For me, I have decided that I won’t work when the girls are home. That is my No. 1 rule, but like all rules… Sometimes they are broken. If I have a deadline, or the girls have been sick and I have to get something done, there is no choice but to set Missy up with the iPad in my office and work while Audrey sleeps. I hate doing it, and I have massive #mumguilt when I do… But that’s the life of a WAHM. The one thing I can say is to figure out the thing that you won’t compromise on, and then the rest can fall into place.
I am truly blessed to be surrounded by some other amazing & supportive friends who own their own businesses, and most have kids too which means when I have a shit day/week/month, I have a network of Women in my life who actually get it. Sometimes they’ll have advice, something new I can try. Other times all they can lend is an ear to listen, and maybe that’s all I need. I am so grateful to have these networks/support groups/counsellors/friends in my life, I can honestly say my business wouldn’t be what it is without them.
Some of my ‘Go To’ ladies consist of Georgia from Talking Red, Morgan from Morgi Mac, Issy from Seriously Milestones, Emma from Happy Hands Happy Heart, Hayley from The Deluxe Hamper Company just to name a few! I would talk to all of these ladies at least once a week about life and/or business.
I am also part of some really great, supportive groups on Facebook called ‘Mums With Hustle‘ and ‘The Digital Picnic‘ ~ Who always have an answer or suggestion to any questions or situations I might have and the other members are mostly Mum’s just like me and have really great, and relevant suggestions and feedback.
Here I am sounding like I hate the world, and my job… But that’s the thing, I love it! So so much. I love every second I get to spend on my business; I love the photographing, I love the editing, I love the admin, I love the interaction on social media, I love the networking and most of all I love delivering your images. I wouldn’t do it if I didn’t love it… Because quite frankly, you would have to be M-A-D to run your own business and not be totally in love with what you do! Yes, it’s tough… SO tough. But if I wanted easy, I would go and get myself a full time job elsewhere.
Every image you see of mine… there is quite literally bloody, sweat and tears that have gone into it. I question and doubt myself on a daily basis… But my conclusion at the end of each day is that I love what I do so much that I *have* to make it work. For me, for my family and for my girls.
No matter how much #mumguilt I feel, I know deep down that I am actually teaching my Daughters how to be strong, determined and successful and most of all confident in life. The relationships I develop with my clients and network teach them that it pays to be kind, always. And I am teaching them the value of money, by working my a$$ off to contribute to our household and to be able to stay home with them.
I will continue to work my butt off, and each year my juggle will become easier (hopefully!) as the girls get older and head off to kinder and school. But for now, I resign to the fact that there is no ‘perfect’ balance, and I will just try my best to be a good Mum, good Wife, good friend/daughter/sister, and most of all just a good person.

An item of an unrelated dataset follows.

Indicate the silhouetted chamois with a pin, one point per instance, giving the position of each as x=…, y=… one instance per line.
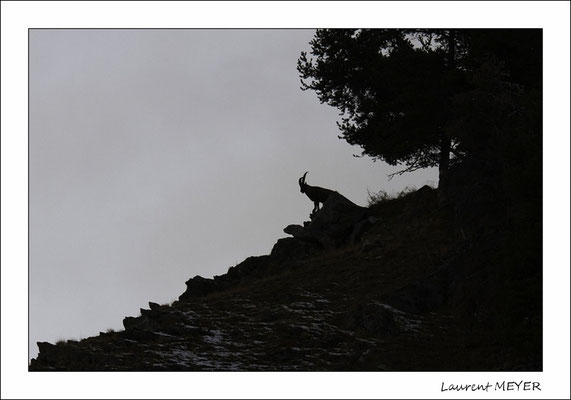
x=315, y=193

I know some of you will have clicked on this in hope of finding out my magic recipe to juggling it all, and I’m sorry I don’t have the answer for you!
All I can say is keep trucking along… Each day is a new one, make your vision so clear that your fears become irrelevant and remember that you CAN make your passion your pay cheque. It is easy to get wrapped up in business whether you are failing or thriving… Remember *why* you are doing it, and keep it as simple as possible!
Don’t give up, because tomorrow could be the day that everything changes!